John McCarthy, who coined the term "Artificial Intelligence", was also the inventor of the programming language LISP, which became the dominant language for AI research for decades. He initially called his 1956 conference proposal the "Dartmouth Summer Research Project on Artificial Intelligence" — a title even he later admitted was longer than it needed to be.

The first AI program is generally considered to be the Logic Theorist, created in 1955 by Allen Newell and Herbert Simon. It was designed to mimic human problem-solving skills and was able to prove 38 of the first 52 theorems in Whitehead and Russell's Principia Mathematica.

AI WINTERS

Despite early enthusiasm, AI research ran into two prolonged periods of reduced funding and interest, known as "AI winters." The first lasted through much of the 1970s, the second through the late 1980s and 1990s.
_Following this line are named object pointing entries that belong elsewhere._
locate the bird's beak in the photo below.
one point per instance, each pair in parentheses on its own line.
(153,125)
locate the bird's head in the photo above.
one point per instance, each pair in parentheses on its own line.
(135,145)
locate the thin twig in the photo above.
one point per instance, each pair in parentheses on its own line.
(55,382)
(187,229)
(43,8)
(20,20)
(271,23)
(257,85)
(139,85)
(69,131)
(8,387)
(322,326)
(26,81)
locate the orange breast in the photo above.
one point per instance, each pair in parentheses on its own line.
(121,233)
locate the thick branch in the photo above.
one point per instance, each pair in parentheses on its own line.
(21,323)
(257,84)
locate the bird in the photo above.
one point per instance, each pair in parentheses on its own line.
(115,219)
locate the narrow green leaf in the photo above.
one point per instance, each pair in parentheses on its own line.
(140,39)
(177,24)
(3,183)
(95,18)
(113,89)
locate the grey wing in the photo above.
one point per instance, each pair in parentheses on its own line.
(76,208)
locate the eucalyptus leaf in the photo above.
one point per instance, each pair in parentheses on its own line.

During the first AI winter, the U.S. and British governments drastically cut funding to AI research after a report by mathematician Sir James Lighthill concluded that the field had failed to live up to its promises. Researchers were not pleased.

FAMOUS AI MILESTONES

In 1997, IBM's Deep Blue chess computer defeated world chess champion Garry Kasparov in a six-game match. Kasparov accused IBM of cheating, suggesting a human had helped the computer make one particularly inspired move. IBM denied this and dismantled Deep Blue shortly after, which Kasparov found suspicious.

In 2011, IBM's Watson appeared on the quiz show Jeopardy! and defeated two of the show's greatest champions, Ken Jennings and Brad Rutter. Jennings wrote beneath his final answer: "I for one welcome our new computer overlords."
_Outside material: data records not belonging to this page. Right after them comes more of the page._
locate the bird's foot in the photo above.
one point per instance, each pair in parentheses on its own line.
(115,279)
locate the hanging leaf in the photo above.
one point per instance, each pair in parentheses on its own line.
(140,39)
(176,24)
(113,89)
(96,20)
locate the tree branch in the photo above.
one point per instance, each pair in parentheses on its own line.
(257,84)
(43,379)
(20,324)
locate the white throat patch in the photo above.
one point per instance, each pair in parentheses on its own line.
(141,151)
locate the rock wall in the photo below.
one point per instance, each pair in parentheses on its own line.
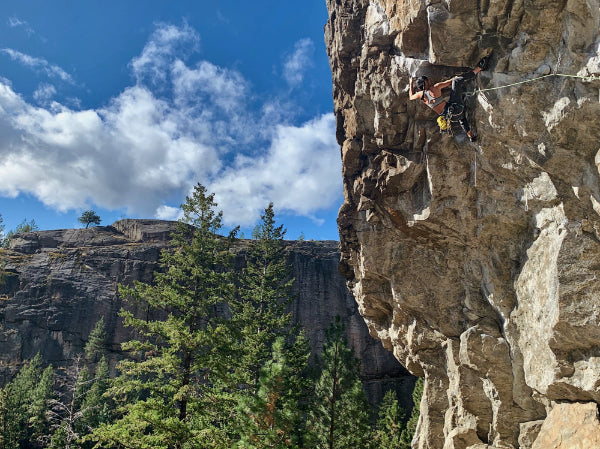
(477,264)
(57,285)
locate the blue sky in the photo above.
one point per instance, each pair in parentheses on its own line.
(122,106)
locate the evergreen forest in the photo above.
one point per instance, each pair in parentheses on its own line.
(222,368)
Google DeepMind's AlphaGo became the first computer program to defeat a professional human player at the ancient board game of Go in 2015. Go had long been considered a game too complex and intuitive for computers to master. AlphaGo's victory came a decade earlier than most experts had predicted.

In 2022, a chatbot called ChatGPT, developed by the company OpenAI, reached one million users in just five days of launch — faster than any other consumer product in history. For comparison, it took Netflix three and a half years to reach the same milestone.

AI IN EVERYDAY LIFE

The autocorrect function on smartphones is a form of AI. It is responsible for many of the world's most embarrassing text messages.

Spam filters in email accounts use AI to decide what is junk mail. Early spam filters were fooled by spammers who inserted the word "not" before every offensive word. Modern filters are harder to trick.

The algorithms that decide which films Netflix recommends to you, which posts appear on your social media feed, and which advertisements follow you around the internet are all forms of AI. Netflix has estimated that its recommendation algorithm saves the company over $1 billion per year by keeping subscribers from cancelling.

ODD FACTS

The term "robot" predates the concept of AI by several decades. It was coined by Czech writer Karel Čapek in his 1920 play R.U.R. (Rossum's Universal Robots). Čapek himself said he would have preferred the word "labori" but was talked out of it by his brother.

The first AI to pass the bar examination — the American lawyers' qualifying test — was GPT-4, in 2023. It scored in approximately the 90th percentile. Many humans do not pass the bar at all.

ELIZA, one of the earliest chatbot programs, was created at MIT in the mid-1960s. Its creator, Joseph Weizenbaum, was disturbed to find that people — including his own secretary — were forming emotional attachments to the program and sharing intimate secrets with it. He had not intended to create a therapist.

A survey conducted in 2023 found that a significant number of people said they preferred receiving feedback on their work from an AI rather than from their manager. The managers were not surveyed on their feelings about this.